Thanks to all the support in this thread and also in my other thread:What exactly is wrong with revenge. Lara, Brigid, GFN, Bludie, Bunny (most recent posters), your comments have been most helpful. Can you all come over for dinner tonight? (smile)

Since stopping reading my ex's emails, I have been feeling sad and rejected. Like you Lara, my mind seems to default to thinking about him. Here are the most recent thoughts:

1. That he's not really an N and that I was just needing to believe that in order to feel better about being dumped. (So many of you talk about your N's calling and seeking you out; mine has pretty much stayed away since leaving 8 months ago. However, so many other N qualities I've read about ring true and they were validated by his exwife).

2. So if he's not really an N, there must be something about me that caused him to leave me (I know this is not rational: he has major gender issues along with still being fixated on a woman he was with 10 years ago. He sees her as the love of his life, flawless, perfect, etc..., even though she lost all romantic interest in him a couple of years into their relationship and she is with a new man. They still see each other a few times a year)

3. Reading his email has caused me to feel rejected by omission. He never talks about me and when he does, it's only about how wrong I was for him (this is the guy who seduced me, convinced me I'd been waiting for him for many lifetimes, professed eternal love and devotion in 150 pages of love letters, seemed to be everything I've ever wanted in a man, proposed, sold his home, moved to my city, planned a big wedding with me, bought me a ring, hosted an engagement party, had me spending time with his large family for several days-----and then moved away to buy a house in another state, thereby essentially dumping me with no warning over the course of 4 days time for a bunch of lame reasons (all things he knew about me BEFORE he ever proposed), all the while saying he loved me and was still committed to me. It is still incomprehensible how anyone could do this in the way he did it).
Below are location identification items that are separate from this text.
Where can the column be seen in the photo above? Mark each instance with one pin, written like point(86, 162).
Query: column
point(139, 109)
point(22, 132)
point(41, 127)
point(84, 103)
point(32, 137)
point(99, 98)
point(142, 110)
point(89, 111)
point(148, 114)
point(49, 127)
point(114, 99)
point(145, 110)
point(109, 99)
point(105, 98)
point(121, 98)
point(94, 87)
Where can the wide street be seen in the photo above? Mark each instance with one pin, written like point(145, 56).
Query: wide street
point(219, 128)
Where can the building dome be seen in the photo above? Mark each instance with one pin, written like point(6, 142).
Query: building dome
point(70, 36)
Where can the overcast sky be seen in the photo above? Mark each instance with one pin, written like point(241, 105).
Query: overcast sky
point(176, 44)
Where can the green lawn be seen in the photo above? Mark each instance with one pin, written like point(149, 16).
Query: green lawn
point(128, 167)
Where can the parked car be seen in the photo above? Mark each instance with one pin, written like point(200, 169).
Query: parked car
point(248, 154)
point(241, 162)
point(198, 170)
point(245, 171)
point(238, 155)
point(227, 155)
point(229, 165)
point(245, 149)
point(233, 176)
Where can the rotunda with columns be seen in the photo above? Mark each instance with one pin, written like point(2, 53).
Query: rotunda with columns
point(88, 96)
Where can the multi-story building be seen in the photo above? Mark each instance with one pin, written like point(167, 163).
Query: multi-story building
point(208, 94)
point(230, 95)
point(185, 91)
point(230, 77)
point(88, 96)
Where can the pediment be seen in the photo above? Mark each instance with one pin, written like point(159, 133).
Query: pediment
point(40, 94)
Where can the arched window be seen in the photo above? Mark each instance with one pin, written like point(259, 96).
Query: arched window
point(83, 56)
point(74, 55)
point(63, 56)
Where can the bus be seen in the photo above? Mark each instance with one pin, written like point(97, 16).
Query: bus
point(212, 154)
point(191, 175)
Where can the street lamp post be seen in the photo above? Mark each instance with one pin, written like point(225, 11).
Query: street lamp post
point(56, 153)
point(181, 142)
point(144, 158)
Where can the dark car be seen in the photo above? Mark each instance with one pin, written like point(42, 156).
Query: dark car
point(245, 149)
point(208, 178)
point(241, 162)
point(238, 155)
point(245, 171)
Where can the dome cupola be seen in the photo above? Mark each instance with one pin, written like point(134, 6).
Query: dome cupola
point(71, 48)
4. He has recently met a new woman, and has apparently fallen for her and she for him. The very next day, however, he put up two new ads on Internet singles web sites looking for women (he has other ads up looking for transsexual men). In one of his new ads, he has a photo of himself with MY dog!!!! I couldn't resist. I wanted to find out what he would say if asked about the dog so I created a false persona--let's call her Lisa (one I knew he would be attracted to) and answered his ad and asked about the dog. He was relatively honest saying the dog was just a friend (even though my dog is NO friend of his, after what he did to me!) Since I'd pledged to give up reading his email, I decided to end this little game right away. "Lisa" wrote him back a brief letter saying she had met a couple of other guys who are geographically closer, and she wished him luck. He wrote back saying how much he wanted to meet "Lisa" because she reminded him of this woman from 10 years ago, and he went ON and ON about this woman and how wonderful she is (not real smart if you are trying to woo someone new). I felt so rejected again! It's as if I never existed and he was ENGAGED to me, for crying out loud! (I guess one has to wonder what he's doing so excited about "Lisa" when he JUST met someone new and supposedly really flipped over her. The poor woman.)

I guess I wouldn't feel quite as horrible if there was EVER a shred of something positive he said about me. But he never does. And that is why I am finally letting go. I'm tired of getting rejected over and over and over again.

It's been a few days of no email reading. I know this is the best thing. I feel pretty depressed. I am not going to fight the depression. It almost feels comforting. I have no expectations of myself. I can just float for a while. I feel extremely unmotivated to try and meet someone new. I am depleted. I wonder if I am getting peri-menopausal? I am 47. Maybe my hormones are starting to fluctuate and affect my moods.

I so wish I had never met this man who threw my heart against the wall and walked away as if I never existed.

Sorry for going on and on, but thanks to anyone who reads this for "listening."